English barrister and judge (1936–2016)

Sir Anthony Brian Hidden (7 March 1936 – 19 February 2016) was a British barrister and judge, known for chairing the enquiry into the 1988 Clapham Junction rail crash.

==Biography==
Anthony Hidden was educated at Reigate Grammar School becoming head boy in 1954, and graduated from Emmanuel College, Cambridge in 1957. He served with the Royal Tank Regiment, and was called to the Bar 1961. He was made a Queen's counsel in 1976, appointed as a recorder in 1977, and for four years served as presiding judge on the South-East circuit.

Anthony Hidden was a member of the Cornerstone Barristers practice. He acted as prosecuting counsel in the trial of Lester Piggott for tax evasion. He was appointed a High Court Judge in 1989, and received a knighthood in the same year. An early controversial case in which he presided was to ascertain whether compensation for post-traumatic stress disorder should be awarded to individuals who witnessed on television their relatives in distressed states during the Hillsborough disaster. Hidden ruled for the claimants, but the finding was reversed upon appeals at the Court of Appeal and the House of Lords.

He suffered a stroke in 2000, and after a later second stroke was confined to a nursing home for the last ten years of his life.
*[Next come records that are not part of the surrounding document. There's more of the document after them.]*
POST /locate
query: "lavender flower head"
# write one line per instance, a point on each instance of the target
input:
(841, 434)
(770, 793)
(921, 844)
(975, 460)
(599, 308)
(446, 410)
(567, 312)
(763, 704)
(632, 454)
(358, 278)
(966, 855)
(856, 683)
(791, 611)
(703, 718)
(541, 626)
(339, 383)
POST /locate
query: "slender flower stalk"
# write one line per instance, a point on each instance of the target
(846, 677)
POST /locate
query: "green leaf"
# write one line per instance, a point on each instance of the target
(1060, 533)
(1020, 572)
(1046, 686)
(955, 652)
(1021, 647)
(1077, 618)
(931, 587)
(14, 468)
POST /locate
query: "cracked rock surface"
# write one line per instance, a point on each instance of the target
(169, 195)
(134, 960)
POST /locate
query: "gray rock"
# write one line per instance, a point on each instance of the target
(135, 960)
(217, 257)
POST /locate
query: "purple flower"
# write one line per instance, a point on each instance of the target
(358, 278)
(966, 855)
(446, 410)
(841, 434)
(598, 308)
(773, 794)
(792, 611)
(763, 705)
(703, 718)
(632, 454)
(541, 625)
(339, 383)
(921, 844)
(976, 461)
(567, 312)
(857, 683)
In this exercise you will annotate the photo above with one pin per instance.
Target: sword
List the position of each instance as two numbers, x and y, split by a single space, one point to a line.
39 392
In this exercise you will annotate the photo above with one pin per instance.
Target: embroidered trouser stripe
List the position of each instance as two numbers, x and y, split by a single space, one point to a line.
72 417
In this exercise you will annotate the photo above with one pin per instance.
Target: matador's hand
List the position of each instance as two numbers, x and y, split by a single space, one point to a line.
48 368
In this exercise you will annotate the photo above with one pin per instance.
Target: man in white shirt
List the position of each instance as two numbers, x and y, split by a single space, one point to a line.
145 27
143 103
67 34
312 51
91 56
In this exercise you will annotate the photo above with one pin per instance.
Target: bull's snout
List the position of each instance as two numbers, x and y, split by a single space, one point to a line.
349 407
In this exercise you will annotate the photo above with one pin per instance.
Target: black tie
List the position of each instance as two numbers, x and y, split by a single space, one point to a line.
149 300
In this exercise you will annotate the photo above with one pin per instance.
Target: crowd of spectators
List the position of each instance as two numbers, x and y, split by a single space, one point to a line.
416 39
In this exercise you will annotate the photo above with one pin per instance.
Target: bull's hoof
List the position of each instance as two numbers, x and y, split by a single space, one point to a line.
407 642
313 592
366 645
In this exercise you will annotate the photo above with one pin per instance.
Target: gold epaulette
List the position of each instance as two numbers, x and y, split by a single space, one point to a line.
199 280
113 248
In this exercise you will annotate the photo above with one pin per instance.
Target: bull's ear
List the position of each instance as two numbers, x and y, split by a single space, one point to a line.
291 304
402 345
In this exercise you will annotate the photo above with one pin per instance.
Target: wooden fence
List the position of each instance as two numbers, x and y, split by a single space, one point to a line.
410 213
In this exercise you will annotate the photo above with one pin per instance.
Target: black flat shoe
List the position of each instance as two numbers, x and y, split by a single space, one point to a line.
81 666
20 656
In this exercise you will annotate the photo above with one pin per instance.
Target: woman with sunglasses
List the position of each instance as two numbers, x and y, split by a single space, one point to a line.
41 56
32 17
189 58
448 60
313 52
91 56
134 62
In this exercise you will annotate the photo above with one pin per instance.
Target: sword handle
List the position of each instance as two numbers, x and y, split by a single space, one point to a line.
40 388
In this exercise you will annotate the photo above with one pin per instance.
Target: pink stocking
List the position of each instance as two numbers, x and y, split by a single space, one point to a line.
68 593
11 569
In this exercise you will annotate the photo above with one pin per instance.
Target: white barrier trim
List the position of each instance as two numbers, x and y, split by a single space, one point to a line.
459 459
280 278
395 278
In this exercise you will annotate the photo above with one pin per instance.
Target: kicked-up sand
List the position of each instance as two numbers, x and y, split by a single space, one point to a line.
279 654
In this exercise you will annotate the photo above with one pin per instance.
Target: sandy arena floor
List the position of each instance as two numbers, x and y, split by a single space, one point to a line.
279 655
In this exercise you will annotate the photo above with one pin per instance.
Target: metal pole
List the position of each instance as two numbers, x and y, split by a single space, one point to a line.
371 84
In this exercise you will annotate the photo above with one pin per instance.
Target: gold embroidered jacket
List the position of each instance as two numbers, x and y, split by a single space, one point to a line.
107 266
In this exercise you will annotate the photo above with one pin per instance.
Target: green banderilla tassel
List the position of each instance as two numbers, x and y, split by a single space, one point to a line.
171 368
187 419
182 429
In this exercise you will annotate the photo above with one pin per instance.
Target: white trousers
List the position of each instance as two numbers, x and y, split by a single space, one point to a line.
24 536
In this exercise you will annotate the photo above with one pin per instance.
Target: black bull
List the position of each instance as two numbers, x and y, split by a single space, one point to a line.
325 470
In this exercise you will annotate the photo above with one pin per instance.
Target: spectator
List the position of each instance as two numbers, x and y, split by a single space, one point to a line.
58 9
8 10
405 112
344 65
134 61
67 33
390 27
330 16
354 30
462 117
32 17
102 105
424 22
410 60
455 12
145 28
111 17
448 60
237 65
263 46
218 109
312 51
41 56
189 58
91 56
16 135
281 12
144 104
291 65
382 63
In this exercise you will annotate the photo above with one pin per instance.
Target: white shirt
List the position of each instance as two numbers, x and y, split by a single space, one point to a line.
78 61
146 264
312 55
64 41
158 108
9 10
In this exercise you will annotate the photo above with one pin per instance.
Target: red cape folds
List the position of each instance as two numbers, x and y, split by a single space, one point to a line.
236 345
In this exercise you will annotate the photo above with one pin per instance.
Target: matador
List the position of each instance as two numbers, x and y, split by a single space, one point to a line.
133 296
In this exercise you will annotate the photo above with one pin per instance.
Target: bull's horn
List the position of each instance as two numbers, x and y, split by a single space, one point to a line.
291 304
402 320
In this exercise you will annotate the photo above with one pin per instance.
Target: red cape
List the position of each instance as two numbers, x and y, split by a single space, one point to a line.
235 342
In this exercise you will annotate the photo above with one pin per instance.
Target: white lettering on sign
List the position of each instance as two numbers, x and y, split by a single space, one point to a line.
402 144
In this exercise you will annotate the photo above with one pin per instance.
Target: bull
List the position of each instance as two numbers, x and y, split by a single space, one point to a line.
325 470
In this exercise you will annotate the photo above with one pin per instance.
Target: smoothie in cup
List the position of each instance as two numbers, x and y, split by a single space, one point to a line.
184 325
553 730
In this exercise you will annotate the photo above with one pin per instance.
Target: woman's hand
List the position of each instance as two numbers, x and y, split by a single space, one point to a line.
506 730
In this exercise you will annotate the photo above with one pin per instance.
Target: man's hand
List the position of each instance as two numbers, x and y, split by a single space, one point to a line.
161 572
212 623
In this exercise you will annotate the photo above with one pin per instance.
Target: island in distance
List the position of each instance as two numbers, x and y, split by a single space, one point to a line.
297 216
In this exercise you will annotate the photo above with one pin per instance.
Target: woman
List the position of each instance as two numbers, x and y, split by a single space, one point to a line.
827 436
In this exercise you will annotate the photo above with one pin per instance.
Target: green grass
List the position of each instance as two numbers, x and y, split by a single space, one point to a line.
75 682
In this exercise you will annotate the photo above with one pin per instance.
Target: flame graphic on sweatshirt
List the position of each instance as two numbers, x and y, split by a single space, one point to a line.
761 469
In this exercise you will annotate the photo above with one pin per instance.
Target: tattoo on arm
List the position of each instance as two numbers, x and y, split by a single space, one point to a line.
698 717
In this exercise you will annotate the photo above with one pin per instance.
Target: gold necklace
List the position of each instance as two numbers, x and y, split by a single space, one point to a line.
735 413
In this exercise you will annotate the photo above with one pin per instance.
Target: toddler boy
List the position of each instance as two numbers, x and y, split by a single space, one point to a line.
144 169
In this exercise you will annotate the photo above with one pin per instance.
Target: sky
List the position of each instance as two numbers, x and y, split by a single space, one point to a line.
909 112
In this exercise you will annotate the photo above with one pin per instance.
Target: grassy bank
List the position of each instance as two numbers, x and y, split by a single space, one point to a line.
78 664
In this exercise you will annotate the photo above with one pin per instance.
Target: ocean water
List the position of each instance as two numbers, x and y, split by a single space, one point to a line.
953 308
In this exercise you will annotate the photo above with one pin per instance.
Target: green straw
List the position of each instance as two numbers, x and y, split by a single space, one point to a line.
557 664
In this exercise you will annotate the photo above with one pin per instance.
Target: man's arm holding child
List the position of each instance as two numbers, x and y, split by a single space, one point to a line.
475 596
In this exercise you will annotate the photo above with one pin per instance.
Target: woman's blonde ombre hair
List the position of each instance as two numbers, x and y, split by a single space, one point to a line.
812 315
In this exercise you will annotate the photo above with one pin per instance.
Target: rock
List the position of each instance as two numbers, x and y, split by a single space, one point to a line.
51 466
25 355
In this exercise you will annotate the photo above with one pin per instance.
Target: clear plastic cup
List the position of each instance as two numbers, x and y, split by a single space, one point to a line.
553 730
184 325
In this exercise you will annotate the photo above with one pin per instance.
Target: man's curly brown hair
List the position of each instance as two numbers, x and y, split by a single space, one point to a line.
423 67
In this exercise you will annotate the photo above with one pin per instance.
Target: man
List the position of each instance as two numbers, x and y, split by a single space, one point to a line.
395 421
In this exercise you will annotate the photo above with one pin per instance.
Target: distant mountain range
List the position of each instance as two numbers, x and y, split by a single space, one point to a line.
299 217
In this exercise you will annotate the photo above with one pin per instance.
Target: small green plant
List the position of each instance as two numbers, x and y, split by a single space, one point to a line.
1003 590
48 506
===Clapham Junction rail crash enquiry===
At the invitation of Paul Channon, the Secretary of State for Transport, Hidden chaired an enquiry into the causes of the 12 December 1988 Clapham Junction rail crash, in which 35 people died and nearly 500 were injured. He won praise for his unrelenting approach throughout the 56-day hearing, and for the thoroughness of his report. The enquiry report (known as the Hidden Report) made 93 recommendations for safety and other improvements, including the adoption of the Automatic Train Protection system. Although his recommendations led to major improvements in rail safety and safety culture in the UK, equally, a number of the recommendations – including ATP, on-train data recorders and cab radios – were not acted on, or implemented only after great delay or partially.